4. We blame God for what others have done: Often we blame God for things that others have done. Sometimes it’s Christians who have hurt us. We attribute to God the bad behavior or evil motives of those who represent him. Or we may suffer at the hands of those who are evil. God’s plan for our lives may mean that we suffer at the hands of others. We are right in concluding that God is ultimately in control but wrong about the motive. Job is a good example of this (cf. Job 2:3).

4. Drawing the wrong conclusions about answers to prayer. We may think that we or someone else is God’s “court favorite.” When our requests are not granted or if there is delay, we become embittered. In a wonderful essay entitled “The Efficacy of Prayer,” C. S. Lewis points out the folly of such thinking. “Prayer is not a machine. It is not magic. It is not advice offered to God” Lewis writes. “It would be even worse to think of those who get what they pray for as a sort of court favorites, people who have influence with the throne. The refused prayer of Christ in Gethsemane is answer enough to that.”

Lewis points to the “hard saying” he once heard from and older Christian. The Christian said: “I have seen many striking answers to prayer and more than one that I thought miraculous. But they usually come at the beginning: before conversion or soon after it. AS the Christian life proceeds, they tend to be rarer. The refusals, too, are not only more frequent; they become more unmistakable, more emphatic.”
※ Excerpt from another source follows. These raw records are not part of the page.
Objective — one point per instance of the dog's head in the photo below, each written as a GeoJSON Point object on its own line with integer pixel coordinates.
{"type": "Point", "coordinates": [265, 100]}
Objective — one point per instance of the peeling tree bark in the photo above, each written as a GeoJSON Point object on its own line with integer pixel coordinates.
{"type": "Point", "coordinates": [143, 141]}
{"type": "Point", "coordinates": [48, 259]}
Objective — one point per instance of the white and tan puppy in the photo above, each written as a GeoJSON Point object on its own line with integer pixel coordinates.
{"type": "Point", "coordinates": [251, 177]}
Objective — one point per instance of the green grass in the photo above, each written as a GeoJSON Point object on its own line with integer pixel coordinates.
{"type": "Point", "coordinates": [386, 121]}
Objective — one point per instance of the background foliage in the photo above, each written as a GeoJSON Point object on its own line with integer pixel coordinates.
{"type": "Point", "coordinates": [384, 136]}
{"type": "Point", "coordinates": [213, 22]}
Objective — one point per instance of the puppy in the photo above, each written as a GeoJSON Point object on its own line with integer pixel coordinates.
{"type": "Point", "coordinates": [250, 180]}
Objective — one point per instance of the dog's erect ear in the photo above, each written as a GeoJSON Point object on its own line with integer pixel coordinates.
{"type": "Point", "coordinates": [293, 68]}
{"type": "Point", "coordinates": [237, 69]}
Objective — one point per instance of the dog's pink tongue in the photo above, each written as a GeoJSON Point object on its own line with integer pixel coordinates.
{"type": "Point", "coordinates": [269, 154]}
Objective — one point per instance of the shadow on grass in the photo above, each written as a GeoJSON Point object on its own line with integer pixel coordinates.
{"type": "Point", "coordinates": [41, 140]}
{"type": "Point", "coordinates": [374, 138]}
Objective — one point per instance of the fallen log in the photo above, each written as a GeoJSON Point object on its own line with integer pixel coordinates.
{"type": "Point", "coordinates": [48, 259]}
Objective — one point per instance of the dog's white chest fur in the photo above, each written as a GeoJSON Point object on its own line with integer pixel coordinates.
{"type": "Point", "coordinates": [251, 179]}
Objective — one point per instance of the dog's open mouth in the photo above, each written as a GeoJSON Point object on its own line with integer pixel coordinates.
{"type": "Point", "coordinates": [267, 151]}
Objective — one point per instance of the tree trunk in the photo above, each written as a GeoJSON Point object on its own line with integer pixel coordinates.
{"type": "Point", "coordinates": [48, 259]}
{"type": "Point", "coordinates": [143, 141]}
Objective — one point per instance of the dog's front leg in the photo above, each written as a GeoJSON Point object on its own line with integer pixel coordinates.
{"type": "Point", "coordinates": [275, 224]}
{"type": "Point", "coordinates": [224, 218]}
“Does god then forsake just those who serve Him best?” Lewis asks. “Well, He who served Him best of all said, near His tortured death, ‘Why hast thou forsaken me?’ When God becomes man, that Man, of all others, is least comforted by God at his greatest need.” Lewis rightly concludes that there is a mystery here and urges those whose prayers are sometimes granted not to draw hasty conclusions. “If we were strong, we might be less tenderly treated” he warns. “If we were braver, we might be sent, with far less help, to defend far  more desperate posts in the great battle.”

Disappointed With Jesus?

I just started reading the new Ravi Zacharias book Has Christianity Failed You. I have enjoyed Ravi as a speaker but I came away from the first chapter disappointed. I am not able to assess the book as a whole, since I haven’t finished it yet. But I did find myself wondering how you engage someone who is genuinely disappointed with Christianity. I know several people who fall into that category, some who are very dear to me, and have not yet discovered the secret to connecting with them on this subject.
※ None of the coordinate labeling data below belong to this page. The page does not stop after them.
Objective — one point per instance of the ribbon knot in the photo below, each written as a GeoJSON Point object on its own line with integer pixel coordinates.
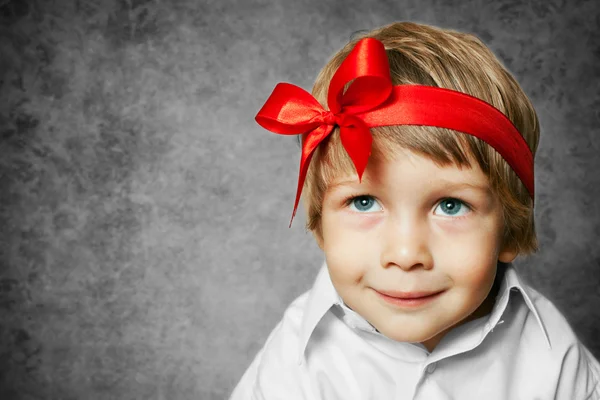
{"type": "Point", "coordinates": [330, 118]}
{"type": "Point", "coordinates": [290, 110]}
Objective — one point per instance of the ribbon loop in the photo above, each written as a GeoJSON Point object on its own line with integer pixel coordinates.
{"type": "Point", "coordinates": [290, 110]}
{"type": "Point", "coordinates": [361, 96]}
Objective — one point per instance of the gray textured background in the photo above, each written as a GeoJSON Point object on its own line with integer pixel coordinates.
{"type": "Point", "coordinates": [144, 244]}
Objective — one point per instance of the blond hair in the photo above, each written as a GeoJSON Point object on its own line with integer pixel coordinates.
{"type": "Point", "coordinates": [427, 55]}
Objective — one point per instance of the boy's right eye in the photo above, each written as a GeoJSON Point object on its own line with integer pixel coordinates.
{"type": "Point", "coordinates": [364, 204]}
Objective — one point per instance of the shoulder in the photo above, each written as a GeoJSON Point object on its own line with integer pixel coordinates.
{"type": "Point", "coordinates": [275, 373]}
{"type": "Point", "coordinates": [577, 371]}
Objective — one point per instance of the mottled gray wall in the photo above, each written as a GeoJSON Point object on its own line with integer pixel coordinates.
{"type": "Point", "coordinates": [145, 249]}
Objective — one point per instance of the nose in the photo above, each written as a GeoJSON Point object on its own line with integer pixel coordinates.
{"type": "Point", "coordinates": [405, 244]}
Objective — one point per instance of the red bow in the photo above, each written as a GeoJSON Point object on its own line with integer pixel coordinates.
{"type": "Point", "coordinates": [290, 110]}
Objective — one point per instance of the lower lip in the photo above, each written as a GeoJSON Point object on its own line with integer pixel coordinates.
{"type": "Point", "coordinates": [416, 302]}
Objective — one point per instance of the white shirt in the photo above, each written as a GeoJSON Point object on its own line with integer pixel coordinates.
{"type": "Point", "coordinates": [321, 349]}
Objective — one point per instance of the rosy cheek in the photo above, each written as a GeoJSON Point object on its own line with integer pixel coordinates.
{"type": "Point", "coordinates": [361, 222]}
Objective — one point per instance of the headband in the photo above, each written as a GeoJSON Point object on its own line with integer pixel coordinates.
{"type": "Point", "coordinates": [371, 100]}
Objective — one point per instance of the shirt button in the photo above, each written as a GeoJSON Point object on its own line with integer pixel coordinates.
{"type": "Point", "coordinates": [430, 368]}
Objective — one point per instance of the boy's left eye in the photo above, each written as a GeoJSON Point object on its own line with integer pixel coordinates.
{"type": "Point", "coordinates": [452, 207]}
{"type": "Point", "coordinates": [364, 204]}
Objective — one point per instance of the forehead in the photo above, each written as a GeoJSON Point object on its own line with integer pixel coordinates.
{"type": "Point", "coordinates": [413, 169]}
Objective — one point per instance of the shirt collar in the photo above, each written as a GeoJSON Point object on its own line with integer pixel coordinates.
{"type": "Point", "coordinates": [323, 296]}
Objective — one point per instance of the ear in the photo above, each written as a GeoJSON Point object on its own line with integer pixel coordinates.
{"type": "Point", "coordinates": [508, 254]}
{"type": "Point", "coordinates": [319, 238]}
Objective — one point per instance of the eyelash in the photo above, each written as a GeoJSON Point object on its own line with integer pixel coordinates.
{"type": "Point", "coordinates": [348, 201]}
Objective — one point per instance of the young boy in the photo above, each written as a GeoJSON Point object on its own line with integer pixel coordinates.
{"type": "Point", "coordinates": [420, 195]}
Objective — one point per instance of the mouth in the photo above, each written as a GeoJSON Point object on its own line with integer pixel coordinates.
{"type": "Point", "coordinates": [409, 299]}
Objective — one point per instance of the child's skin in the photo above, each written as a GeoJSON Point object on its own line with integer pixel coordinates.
{"type": "Point", "coordinates": [414, 226]}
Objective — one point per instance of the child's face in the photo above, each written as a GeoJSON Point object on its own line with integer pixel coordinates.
{"type": "Point", "coordinates": [407, 228]}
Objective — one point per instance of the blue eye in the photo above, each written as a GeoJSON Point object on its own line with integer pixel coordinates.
{"type": "Point", "coordinates": [364, 204]}
{"type": "Point", "coordinates": [452, 207]}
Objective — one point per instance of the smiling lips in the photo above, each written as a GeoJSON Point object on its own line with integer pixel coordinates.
{"type": "Point", "coordinates": [408, 299]}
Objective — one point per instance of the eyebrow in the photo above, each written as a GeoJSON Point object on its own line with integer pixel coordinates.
{"type": "Point", "coordinates": [439, 184]}
{"type": "Point", "coordinates": [466, 185]}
The first step, I suppose, must be to at least acknowledge that Christianity can be profoundly disappointing. Unfortunately, we do not seem to be able to do this without adding some kind of caveat like: “Christianity may disappoint you, but Jesus never will.” I do not believe this for a moment. I find that Jesus often disappoints me. He is almost as disappointing as the church. He works out his plans without regard for my opinion of them. He has almost as much disregard for my plans. The suggestions I make for the advancement of my personal interests are frequently rebuffed. He does not rebuke me openly like Peter. Instead, my good ideas are treated, or at least seem to be treated, with silent disregard.

If I sound ungrateful, I do not mean to. It is not anger but embarassment that I feel. I do not attribute such treatment  to contempt so much as to dismissal. Like a child who has said something in the midst of adult conversation and knows by the ensuing silence that what they have uttered is foolish.

Maybe a book about disappointment with the church ought to begin with a chapter that says, “So you’re disappointed with the church? Me too. That’s not the half of it.” But I don’t know what I would say after that. Probably that I am even more disappointed with myself.